The Reading Doctor: butterflies

Kia ora and welcome to the Reading Doctor! Each week, literary critic and devoted reader Dr Louise recommends books to us on a particular theme, or responds to reader questions. Send us your questions for her by emailing: communications@read-nz.org

This week, our Reading Doctor is preoccupied with novels that (whether metaphorically or literally) feature the delicate yet powerful creature that emerges from a chrysalis: the butterfly.

Butterflies

The butterfly, and its miraculous transformation from the caterpillar, is a rich metaphor for growth and change, as demonstrated for young readers by The Very Hungry Caterpillar and in Lewis Carroll’s Wonderland, where transformation offers narrative climax. Butterflies are apparently delicate creatures which hold enormous power: reputedly, they flap their wings and cause hurricanes on the other side of the world, and they migrate vast distances.
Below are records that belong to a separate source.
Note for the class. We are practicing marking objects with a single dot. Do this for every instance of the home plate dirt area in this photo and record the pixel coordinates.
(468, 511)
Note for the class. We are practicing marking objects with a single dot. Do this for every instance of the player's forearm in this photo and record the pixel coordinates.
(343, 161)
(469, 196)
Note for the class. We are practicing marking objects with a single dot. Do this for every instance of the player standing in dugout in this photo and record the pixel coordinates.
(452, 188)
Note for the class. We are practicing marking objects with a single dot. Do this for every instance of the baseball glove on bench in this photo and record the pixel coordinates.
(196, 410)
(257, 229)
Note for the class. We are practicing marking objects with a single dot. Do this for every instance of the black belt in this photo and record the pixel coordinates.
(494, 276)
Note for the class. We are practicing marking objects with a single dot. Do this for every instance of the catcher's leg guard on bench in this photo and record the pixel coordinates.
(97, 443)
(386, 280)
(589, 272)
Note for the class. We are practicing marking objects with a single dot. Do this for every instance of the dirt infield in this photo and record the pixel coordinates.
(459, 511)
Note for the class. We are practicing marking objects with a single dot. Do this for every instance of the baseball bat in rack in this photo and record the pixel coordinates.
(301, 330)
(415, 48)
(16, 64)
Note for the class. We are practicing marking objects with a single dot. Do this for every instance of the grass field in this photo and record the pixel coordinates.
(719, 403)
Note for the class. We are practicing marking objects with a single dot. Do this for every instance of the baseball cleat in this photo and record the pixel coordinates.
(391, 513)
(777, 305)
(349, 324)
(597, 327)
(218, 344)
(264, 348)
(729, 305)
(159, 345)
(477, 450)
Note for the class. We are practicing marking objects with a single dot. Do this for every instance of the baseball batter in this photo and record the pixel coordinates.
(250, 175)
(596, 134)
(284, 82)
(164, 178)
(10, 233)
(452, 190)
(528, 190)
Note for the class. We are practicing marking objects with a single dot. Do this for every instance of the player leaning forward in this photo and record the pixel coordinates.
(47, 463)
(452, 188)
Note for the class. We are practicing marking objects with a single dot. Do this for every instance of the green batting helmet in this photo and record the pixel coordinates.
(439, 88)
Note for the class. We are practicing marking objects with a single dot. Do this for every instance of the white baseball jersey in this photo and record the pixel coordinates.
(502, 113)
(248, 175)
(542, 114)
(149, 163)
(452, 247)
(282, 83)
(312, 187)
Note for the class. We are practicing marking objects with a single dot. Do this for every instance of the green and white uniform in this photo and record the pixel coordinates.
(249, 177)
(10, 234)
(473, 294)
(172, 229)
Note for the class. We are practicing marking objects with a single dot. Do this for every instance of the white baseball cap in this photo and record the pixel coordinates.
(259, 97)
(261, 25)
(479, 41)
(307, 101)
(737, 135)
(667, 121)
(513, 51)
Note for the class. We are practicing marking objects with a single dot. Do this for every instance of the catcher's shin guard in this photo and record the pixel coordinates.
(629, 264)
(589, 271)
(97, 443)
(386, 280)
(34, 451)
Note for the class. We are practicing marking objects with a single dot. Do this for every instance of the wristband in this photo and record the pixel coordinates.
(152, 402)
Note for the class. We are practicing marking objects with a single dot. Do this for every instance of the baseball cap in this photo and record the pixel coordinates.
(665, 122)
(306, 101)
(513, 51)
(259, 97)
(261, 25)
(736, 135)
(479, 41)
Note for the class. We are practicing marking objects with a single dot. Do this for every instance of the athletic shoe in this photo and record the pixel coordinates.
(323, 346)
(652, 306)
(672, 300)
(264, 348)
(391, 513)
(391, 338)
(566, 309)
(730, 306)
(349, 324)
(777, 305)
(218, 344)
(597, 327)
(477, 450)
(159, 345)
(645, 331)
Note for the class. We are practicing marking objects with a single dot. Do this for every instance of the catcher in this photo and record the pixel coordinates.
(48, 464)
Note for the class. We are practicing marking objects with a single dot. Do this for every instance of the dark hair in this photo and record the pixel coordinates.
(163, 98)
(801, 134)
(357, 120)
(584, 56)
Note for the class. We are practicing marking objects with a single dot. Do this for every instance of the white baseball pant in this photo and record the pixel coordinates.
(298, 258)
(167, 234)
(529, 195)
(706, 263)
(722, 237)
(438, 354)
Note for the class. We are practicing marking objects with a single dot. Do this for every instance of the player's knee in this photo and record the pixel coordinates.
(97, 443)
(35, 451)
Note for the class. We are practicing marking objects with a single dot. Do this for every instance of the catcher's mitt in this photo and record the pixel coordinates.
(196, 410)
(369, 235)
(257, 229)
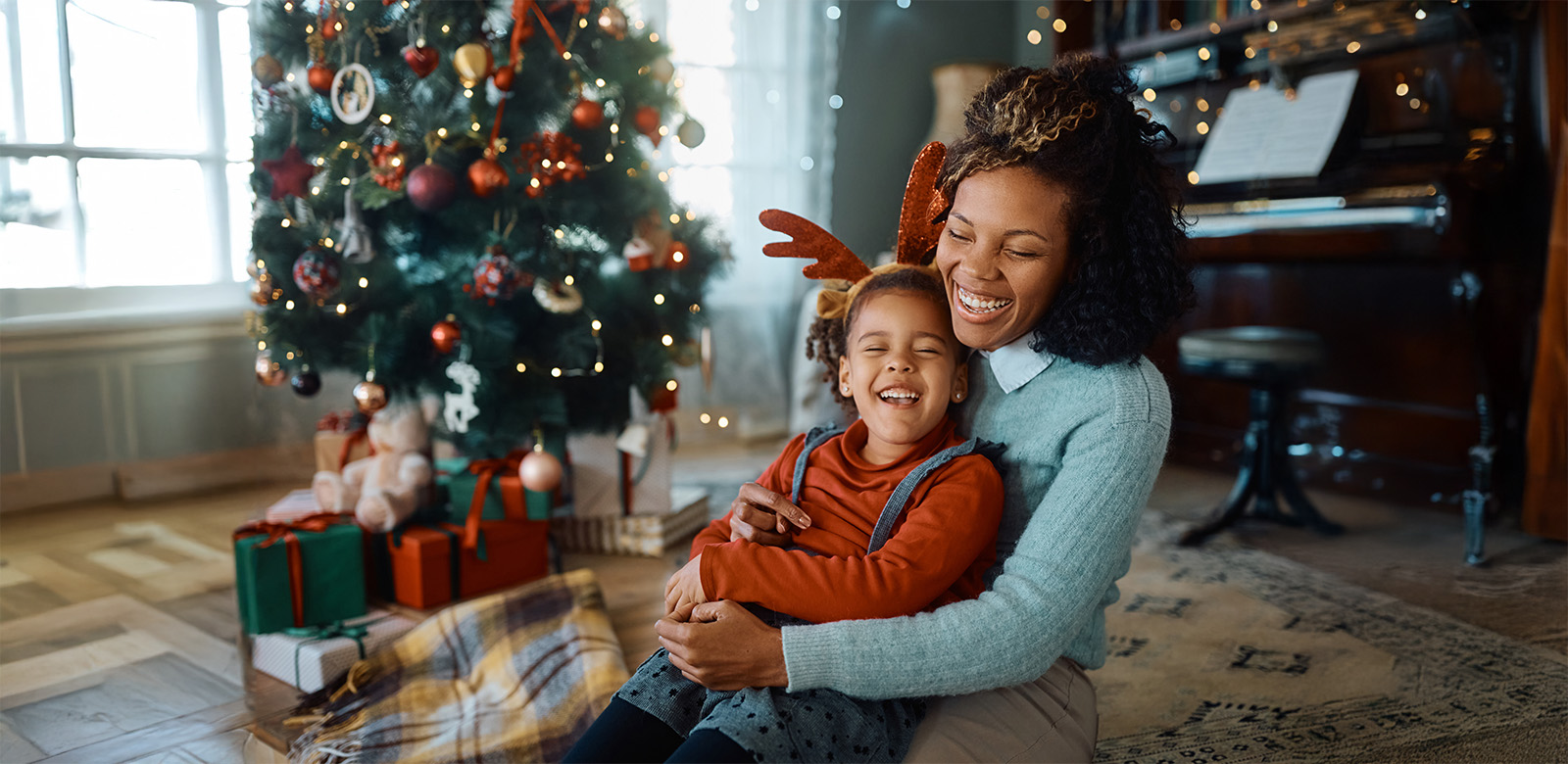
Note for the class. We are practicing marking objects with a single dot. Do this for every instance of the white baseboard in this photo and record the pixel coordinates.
(157, 478)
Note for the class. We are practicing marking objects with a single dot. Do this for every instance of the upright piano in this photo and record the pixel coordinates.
(1416, 253)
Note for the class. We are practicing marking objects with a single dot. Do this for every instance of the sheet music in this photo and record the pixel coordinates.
(1262, 135)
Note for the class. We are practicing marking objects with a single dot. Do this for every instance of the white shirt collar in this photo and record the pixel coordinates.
(1015, 363)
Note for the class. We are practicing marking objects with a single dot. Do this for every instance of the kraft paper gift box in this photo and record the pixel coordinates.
(302, 573)
(314, 658)
(295, 506)
(627, 475)
(441, 562)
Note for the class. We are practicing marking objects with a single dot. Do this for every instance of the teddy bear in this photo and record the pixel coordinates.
(383, 489)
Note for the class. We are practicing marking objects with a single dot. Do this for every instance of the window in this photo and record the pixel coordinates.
(124, 143)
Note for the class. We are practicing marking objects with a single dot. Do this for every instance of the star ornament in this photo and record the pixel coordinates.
(290, 174)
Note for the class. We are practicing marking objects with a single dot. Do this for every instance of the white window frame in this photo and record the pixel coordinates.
(80, 306)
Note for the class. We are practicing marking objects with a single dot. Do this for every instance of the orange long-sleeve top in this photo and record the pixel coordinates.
(938, 551)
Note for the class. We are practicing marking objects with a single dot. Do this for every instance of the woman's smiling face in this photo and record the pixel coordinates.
(1004, 254)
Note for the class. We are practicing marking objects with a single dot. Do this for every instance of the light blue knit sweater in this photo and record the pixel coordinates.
(1082, 450)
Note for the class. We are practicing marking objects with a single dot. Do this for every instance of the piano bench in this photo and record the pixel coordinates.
(1272, 362)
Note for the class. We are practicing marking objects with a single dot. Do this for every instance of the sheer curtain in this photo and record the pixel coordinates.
(760, 75)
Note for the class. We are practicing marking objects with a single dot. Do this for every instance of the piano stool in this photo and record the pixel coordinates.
(1274, 362)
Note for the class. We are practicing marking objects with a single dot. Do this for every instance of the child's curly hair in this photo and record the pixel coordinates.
(828, 337)
(1074, 125)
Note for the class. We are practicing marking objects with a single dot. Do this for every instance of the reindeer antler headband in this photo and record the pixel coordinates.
(917, 230)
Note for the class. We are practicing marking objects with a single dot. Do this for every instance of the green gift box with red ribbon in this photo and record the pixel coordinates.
(305, 573)
(491, 486)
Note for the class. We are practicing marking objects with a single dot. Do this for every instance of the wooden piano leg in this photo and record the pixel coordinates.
(1241, 494)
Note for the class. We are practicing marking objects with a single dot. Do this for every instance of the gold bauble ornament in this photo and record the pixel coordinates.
(370, 397)
(269, 371)
(472, 63)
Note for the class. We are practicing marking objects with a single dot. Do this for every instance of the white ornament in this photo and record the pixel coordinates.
(353, 94)
(460, 406)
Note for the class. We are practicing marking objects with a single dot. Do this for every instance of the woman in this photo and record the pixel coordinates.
(1060, 257)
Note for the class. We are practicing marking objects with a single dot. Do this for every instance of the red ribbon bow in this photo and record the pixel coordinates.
(286, 531)
(486, 470)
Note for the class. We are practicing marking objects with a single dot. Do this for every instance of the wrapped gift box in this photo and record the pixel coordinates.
(329, 454)
(504, 497)
(431, 564)
(313, 658)
(297, 504)
(328, 586)
(643, 534)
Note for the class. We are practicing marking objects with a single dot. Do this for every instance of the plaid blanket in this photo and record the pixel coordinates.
(510, 677)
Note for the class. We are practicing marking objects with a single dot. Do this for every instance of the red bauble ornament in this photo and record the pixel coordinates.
(446, 335)
(494, 277)
(320, 77)
(318, 272)
(422, 60)
(504, 78)
(290, 172)
(540, 471)
(431, 187)
(486, 175)
(647, 120)
(587, 115)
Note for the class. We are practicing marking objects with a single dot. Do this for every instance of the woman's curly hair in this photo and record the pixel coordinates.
(827, 340)
(1074, 125)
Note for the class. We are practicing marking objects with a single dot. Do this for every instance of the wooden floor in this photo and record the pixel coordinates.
(118, 628)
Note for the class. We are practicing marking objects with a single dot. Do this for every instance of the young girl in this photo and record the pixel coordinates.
(902, 518)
Butterfly collectors are equally interesting characters, admiring beauty in a form which has been frozen by death and the rituals of scientific taxonomy.

- A 19th-century entomologist goes missing in the wild rainforests of Borneo in Islands of Mercy by Rose Tremain, sought by his brother, Valentine Ross, a doctor in the very orderly city of Bath.

- Leaving his wife behind, Thomas Edgar seeks a mythical butterfly in the jungles of the Amazon; when he returns, wasted and withdrawn, she goes through his diaries and collections to discover what happened to him, in Rachael King’s The Sound of Butterflies.

- The changing migratory patterns of monarch butterflies are the backdrop for Barbara Kingsolver’s novel Flight Behaviour, a metaphor for threat, change and adaptation, set in rural Appalachia and featuring a discontented housewife awakened to new possibilities.

- The presence of a chrysalis at a crime scene is an indicator of both motive and desire, a clue in the hunt for a serial killer in The Silence of the Lambs by Thomas Harris.

- In the Time of the Butterflies is a work of historical fiction by Julia Alvarez about the lives and brutal deaths of the Mirabel sisters during the Trujillo dictatorship in the Dominican Republic.

- Hope for the Flowers by Trina Paulus is an inspiring allegory, originally written for children, about the realisation of one’s true self, as two caterpillars struggle to climb to the top before learning that they are meant to fly.

- A young woman finds her life in chaos, stuck with the care of a friend’s son, and on a road trip across Iceland in Butterflies in November by Auõur Ava Ólafsdóttir, an adventure that will change her life irrevocably.

- In the context of great social upheaval and unrest, the appearance of butterflies heralds the restoration of harmony and the promise of a better future in Mohsin Hamid’s novel The Last White Man.